In the UK and Europe, Blue Thumb releases were licensed to Harvest Records (also owned by EMI) from 1969 to 1971, and to Island Records thereafter. In 1995, an anthology CD was released, All Day Thumbsucker Revisited: The History of Blue Thumb Records, consisting of recordings from various artists from 1968 to 1974.
The label was revived in 1995 for blues and soft rock releases. This remained so, even after the 1998 merger with parent Universal Music Group and PolyGram and being put under the fold of the Verve Music Group, continuing to be Verve's imprint for non-jazz releases. In early 2005, the Blue Thumb imprint was deactivated and was replaced with Verve Forecast to handle such releases. UMG's reissue arm Hip-O Records has reissued several Blue Thumb recordings, including such acts as the Crusaders, Dan Hicks & his Hot Licks and the Pointer Sisters.

Regal Zonophone


Regal Zonophone Records was a British record label formed in 1932, through a merger of the Regal and Zonophone labels. This followed the merger of those labels' respective parent companies – the Columbia Graphophone Company and the Gramophone Company – to form EMI. At the merger, those records from the Regal Records catalogue were prefixed 'MR' and those from the Zonophone Records catalogue were prefixed 'T'. Record releases after the merger continued using only the 'MR' prefix.
Originally Regal Zonophone handled American releases from Okeh Records, Victor Records and Columbia Records, as well as offering home-grown recordings by artists such as Gracie Fields and George Formby. The label is also known for its releases of Salvation Army (particularly brass band) music.
In the 1950s the Australian division of Regal Zonophone played an important role in the emerging Australian country music genre, signing several emerging country stars including Slim Dusty, Smoky Dawson, Reg Lindsay and Chad Morgan. Slim Dusty's 1957 Regal Zonophone hit "A Pub with No Beer" became the biggest-selling Australian recording ever released up to that time.

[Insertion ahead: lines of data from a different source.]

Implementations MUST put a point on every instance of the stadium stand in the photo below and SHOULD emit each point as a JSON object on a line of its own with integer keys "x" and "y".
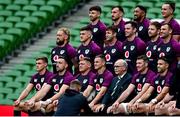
{"x": 21, "y": 20}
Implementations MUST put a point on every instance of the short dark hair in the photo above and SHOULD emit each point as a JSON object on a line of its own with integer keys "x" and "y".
{"x": 171, "y": 4}
{"x": 143, "y": 57}
{"x": 87, "y": 28}
{"x": 133, "y": 24}
{"x": 75, "y": 84}
{"x": 112, "y": 28}
{"x": 170, "y": 27}
{"x": 119, "y": 7}
{"x": 142, "y": 8}
{"x": 96, "y": 8}
{"x": 165, "y": 59}
{"x": 43, "y": 58}
{"x": 156, "y": 24}
{"x": 101, "y": 56}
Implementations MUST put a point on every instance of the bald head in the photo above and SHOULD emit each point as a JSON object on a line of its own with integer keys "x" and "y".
{"x": 120, "y": 66}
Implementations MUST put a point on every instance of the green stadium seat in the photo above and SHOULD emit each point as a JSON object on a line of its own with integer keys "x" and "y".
{"x": 13, "y": 7}
{"x": 22, "y": 14}
{"x": 6, "y": 25}
{"x": 30, "y": 8}
{"x": 43, "y": 16}
{"x": 6, "y": 13}
{"x": 59, "y": 5}
{"x": 38, "y": 2}
{"x": 21, "y": 2}
{"x": 5, "y": 2}
{"x": 2, "y": 30}
{"x": 13, "y": 73}
{"x": 13, "y": 19}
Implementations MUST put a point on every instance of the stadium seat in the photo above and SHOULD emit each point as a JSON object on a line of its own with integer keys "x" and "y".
{"x": 6, "y": 13}
{"x": 38, "y": 2}
{"x": 30, "y": 8}
{"x": 21, "y": 2}
{"x": 13, "y": 7}
{"x": 13, "y": 19}
{"x": 22, "y": 14}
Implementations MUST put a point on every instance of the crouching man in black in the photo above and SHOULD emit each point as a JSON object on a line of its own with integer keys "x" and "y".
{"x": 72, "y": 103}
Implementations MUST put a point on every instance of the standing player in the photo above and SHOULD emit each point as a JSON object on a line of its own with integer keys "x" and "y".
{"x": 133, "y": 46}
{"x": 157, "y": 91}
{"x": 98, "y": 28}
{"x": 169, "y": 48}
{"x": 86, "y": 77}
{"x": 103, "y": 80}
{"x": 167, "y": 11}
{"x": 53, "y": 89}
{"x": 153, "y": 44}
{"x": 142, "y": 22}
{"x": 64, "y": 49}
{"x": 112, "y": 49}
{"x": 88, "y": 48}
{"x": 36, "y": 82}
{"x": 117, "y": 13}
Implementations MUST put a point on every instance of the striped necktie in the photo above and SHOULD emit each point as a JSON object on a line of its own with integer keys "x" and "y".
{"x": 116, "y": 85}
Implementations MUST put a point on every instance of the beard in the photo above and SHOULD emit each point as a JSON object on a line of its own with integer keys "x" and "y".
{"x": 60, "y": 42}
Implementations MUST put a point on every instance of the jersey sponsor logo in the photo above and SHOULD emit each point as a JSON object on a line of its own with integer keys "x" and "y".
{"x": 84, "y": 81}
{"x": 148, "y": 54}
{"x": 139, "y": 87}
{"x": 86, "y": 51}
{"x": 61, "y": 81}
{"x": 38, "y": 86}
{"x": 56, "y": 87}
{"x": 62, "y": 51}
{"x": 159, "y": 89}
{"x": 127, "y": 54}
{"x": 98, "y": 87}
{"x": 113, "y": 50}
{"x": 154, "y": 47}
{"x": 55, "y": 58}
{"x": 95, "y": 30}
{"x": 108, "y": 57}
{"x": 140, "y": 28}
{"x": 101, "y": 80}
{"x": 35, "y": 80}
{"x": 161, "y": 54}
{"x": 42, "y": 79}
{"x": 168, "y": 49}
{"x": 132, "y": 48}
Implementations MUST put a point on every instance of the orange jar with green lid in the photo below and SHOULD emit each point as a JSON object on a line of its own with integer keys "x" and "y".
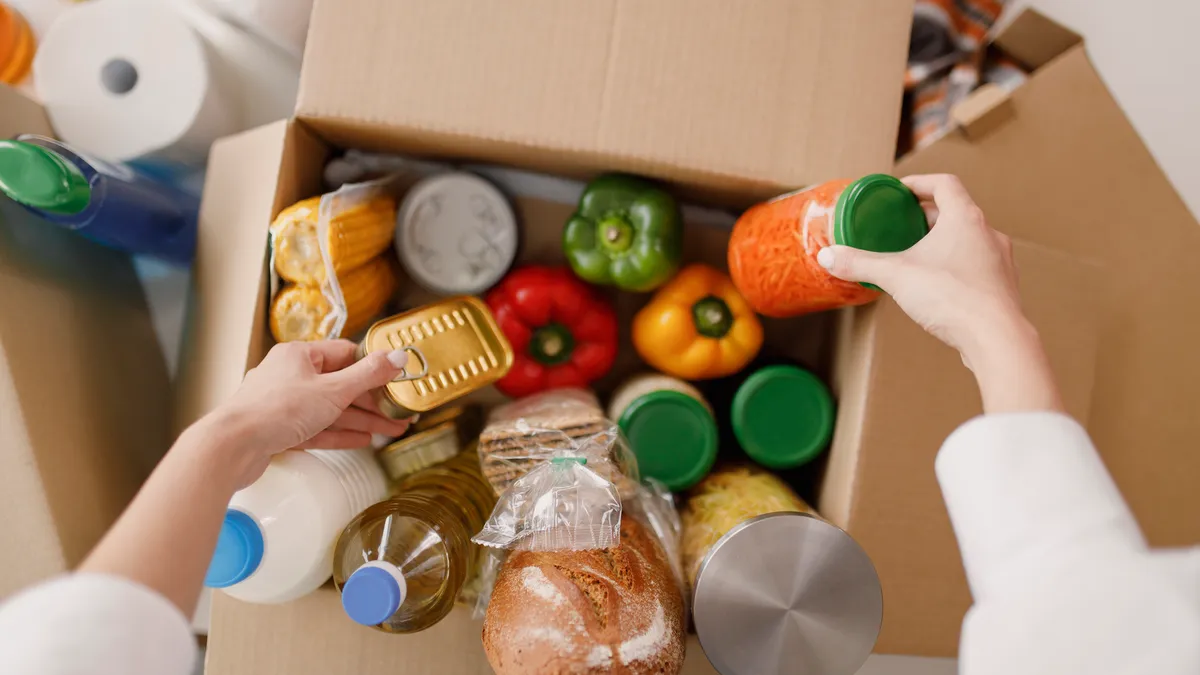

EMI revived the Regal Zonophone imprint in 1967 to handle the Essex Music/Straight Ahead producing account that had moved from Deram (after one Procol Harum single and two singles by The Move) and continued well into the early 1970s, with successful producers Denny Cordell and Tony Visconti both having production companies releasing records through the label. During this period the label had both album and single success with artists such as The Move, Procol Harum, Joe Cocker and Tyrannosaurus Rex. During the mid-1970s, many of these production deals ended and, despite a few sporadic releases by Blue Mink, Geordie, Dave Edmunds, and Grunt Futtock (a one-off project featuring Roy Wood, Steve Marriott, Peter Frampton and Andy Bown), EMI stopped using the imprint as a major pop label. Many of the label's artists moved to Fly Records or to the EMI imprint.
Regal Zonophone was revived by EMI in 1985-86 and again at the end of the 1990s as a reissue label. This incarnation of the label is no longer active, as EMI relaunched Regal and Zonophone as separate imprints of Parlophone. In 2013, both Regal and Zonophone were taken over by Warner Music Group after Universal Music Group spun off Parlophone from EMI, at the request of international regulators.
NB Regal Zonophone is one of the few record labels commemorated in song, namely "Magdalene (My Regal Zonophone)" from the album Shine On Brightly by Regal Zonophone artists Procol Harum and mentioned in "Repetition" by the Fall.
Regal Zonophone originally released Thrillington, a 1977 album produced by Paul McCartney, under the pseudonym of Percy "Thrills" Thrillington.